Creepiness: Okay, your players may not care, but if npcs keep seeing them dribbling fresh blood into the Golden Guide, it will effect how npcs interact with them and thus force them to care-- if they want to buy, sell, or rent anything anyways.

Any other ideas?


  1. Fragile and Consequences combined immediately made me think of nitroglycerin. And maybe your last post did too... I keep seeing some scene from an old Western where these guys had to transport nitro in a rickety wagon. Dungeons need more nitroglycerin, especially abandoned dwarven mines.

  2. In my campaign, there are magic-missile-shooting guns, but they work with quartz "bullets" that are prone to misfire. There's also one fireball-launching version, but if any dirt gets in the barrel it will blow up in your face.

    Which, I guess, is taking rounds in a gun and then making them awkward as well. I like it better than charges, though, because there are fewer uses before you have to get them reloaded (6 and 4, respectively) and there's more chance for entertaining disasters.

  3. Saw your hand off: Magic items that replace body parts are certainly awkward in all but the cheesiest of hackfests.

    more consequences: Potions and such that cause one to be inebriated after use.

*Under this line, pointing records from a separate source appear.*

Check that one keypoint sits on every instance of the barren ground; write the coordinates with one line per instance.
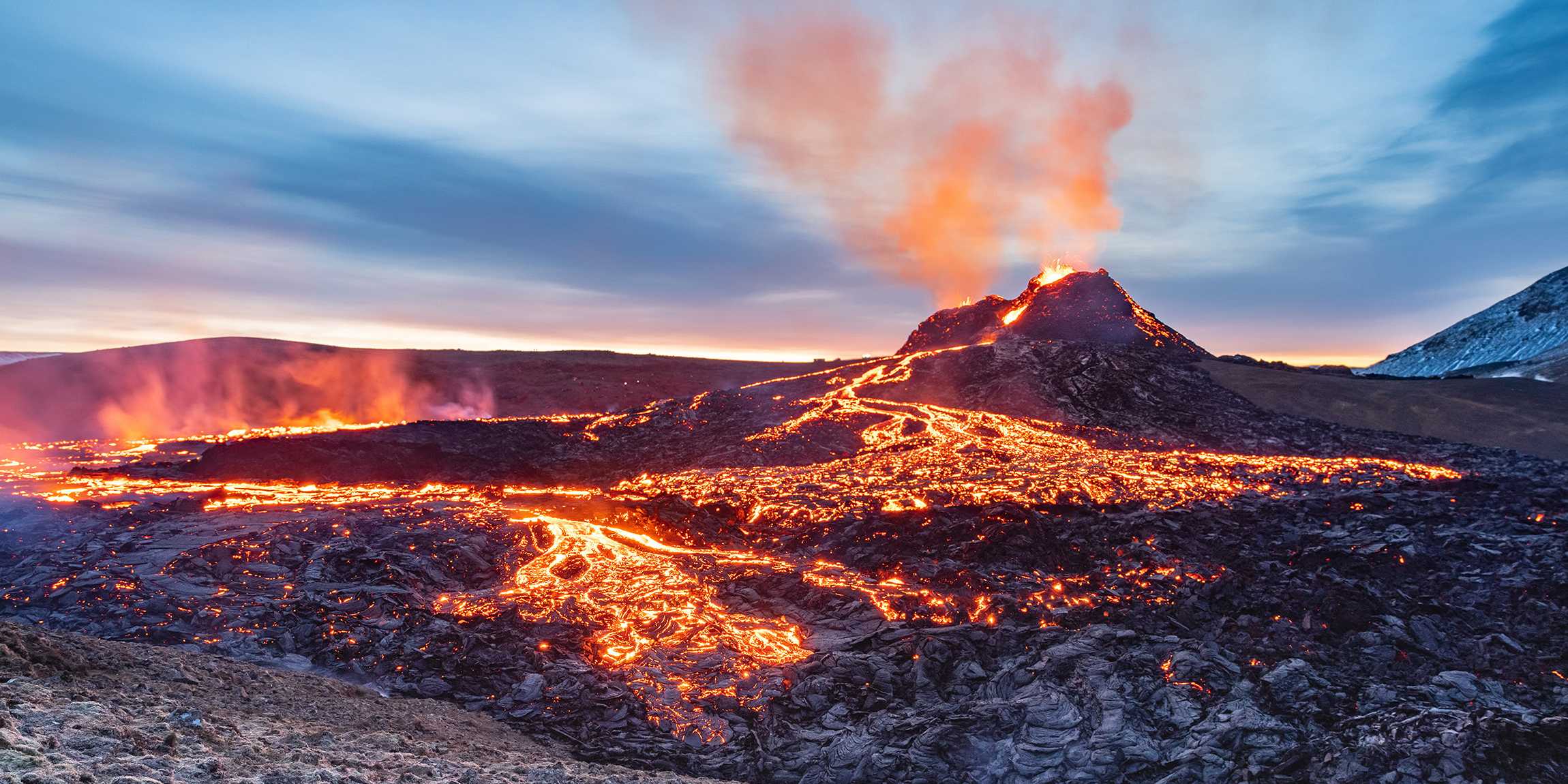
(1511, 413)
(82, 709)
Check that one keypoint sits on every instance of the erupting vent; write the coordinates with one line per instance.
(1059, 305)
(695, 624)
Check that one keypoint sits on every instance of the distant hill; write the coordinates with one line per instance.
(1522, 336)
(225, 383)
(18, 357)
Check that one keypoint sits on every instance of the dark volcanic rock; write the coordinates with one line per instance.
(1081, 306)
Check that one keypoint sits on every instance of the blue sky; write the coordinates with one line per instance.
(1299, 181)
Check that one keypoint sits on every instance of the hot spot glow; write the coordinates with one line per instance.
(662, 617)
(1053, 273)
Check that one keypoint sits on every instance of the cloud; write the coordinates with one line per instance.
(1496, 126)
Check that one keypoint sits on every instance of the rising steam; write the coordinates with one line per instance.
(991, 151)
(215, 386)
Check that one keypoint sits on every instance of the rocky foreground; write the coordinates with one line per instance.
(80, 709)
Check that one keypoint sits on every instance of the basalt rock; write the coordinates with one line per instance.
(1079, 306)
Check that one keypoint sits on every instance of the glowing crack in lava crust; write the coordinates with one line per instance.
(662, 617)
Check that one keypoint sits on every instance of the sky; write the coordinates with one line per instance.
(1314, 182)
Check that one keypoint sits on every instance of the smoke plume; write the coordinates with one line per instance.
(932, 181)
(222, 385)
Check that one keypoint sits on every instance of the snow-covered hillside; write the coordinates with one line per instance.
(16, 357)
(1515, 330)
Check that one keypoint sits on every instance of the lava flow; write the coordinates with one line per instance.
(684, 626)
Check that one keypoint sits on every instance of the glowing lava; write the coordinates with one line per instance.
(665, 617)
(1051, 275)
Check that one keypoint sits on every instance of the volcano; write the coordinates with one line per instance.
(1054, 552)
(1056, 306)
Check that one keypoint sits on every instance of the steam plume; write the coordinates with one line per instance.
(991, 151)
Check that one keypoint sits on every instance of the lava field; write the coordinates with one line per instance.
(1018, 560)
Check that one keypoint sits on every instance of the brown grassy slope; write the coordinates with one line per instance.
(87, 709)
(1512, 413)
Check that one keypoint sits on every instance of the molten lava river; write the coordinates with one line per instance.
(692, 590)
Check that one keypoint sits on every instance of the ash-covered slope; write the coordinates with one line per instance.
(1513, 331)
(1078, 306)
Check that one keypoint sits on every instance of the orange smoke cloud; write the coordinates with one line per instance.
(933, 184)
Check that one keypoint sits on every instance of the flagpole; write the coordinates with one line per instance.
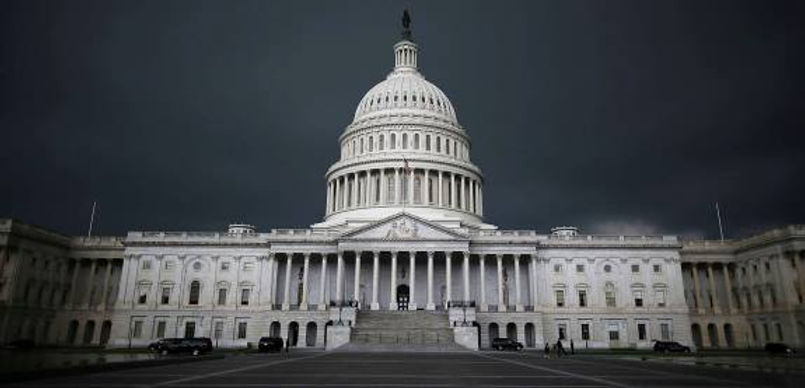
(91, 220)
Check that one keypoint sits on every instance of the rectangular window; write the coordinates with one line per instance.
(779, 332)
(638, 298)
(665, 332)
(165, 295)
(161, 329)
(560, 298)
(660, 298)
(641, 331)
(137, 331)
(582, 298)
(610, 298)
(219, 330)
(585, 331)
(241, 330)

    it's got a fuse: simple enough the item requires one to light a fuse and wait for the result. Seems simple enough but there are lot's of situations where one doesn't' have a source of fire to set the fuse alight handy at the moment. The more spectacular the more obvious (and slightly longer) the burning of the fuse could take drawing everyone's attention to the impending activation.

  4. Great additional ideas! Thanks.

    The fuse idea made me think of a clockwork that will function only as long as it's kept wound.

  5. Probability: it only works with a successful roll of some kind. Or, it could be a random different effect each time: fire wands can cast fireball... or burning hands, produce flame, etc. That way it's not an automatic 8 dice of fireball damage every time.

    Or even, combined with consequences, it fails drastically on a certain roll result.

    One option for awkward is that the item has several different abilities, but they must be used once in order before you can reuse the first again.

  6. This is a post that I've gotten a lot of use out of when creating items for my games. Items that are awkward, and/or with a mini-game attached to them, seem to be a much bigger hit with my players than an item that causes them harm as a drawback.

    Would love to see this post expanded on, especially interesting "Awkward to Activate" techniques. The animal transforming amulet mentioned in the Undertavern Reflections post with the player mini-game of coming up with descriptive words for the animal they want their character to become is one of the most wonderful ideas for an item I've seen.

  7. Thanks. Yeah, one of the big realizations I had when I came back to D&D, was that you didn't have to find those few players that new the game, you taught anyone you knew how to play, that the game could be for everyone.

    And that makes you start thinking about things that are fun to do sitting around in a living room. Like parlour games, apples to apples, pictionary, the metal folks in our hobby might not consider them cool, but if they make people laugh I'm interested in looking at a way to incorporate their idea into my D&D game.

    The tough part is that most parlor games are built on a few simple ideas - describing something to someone else, trying to trick someone else- etc. I will think about this some more.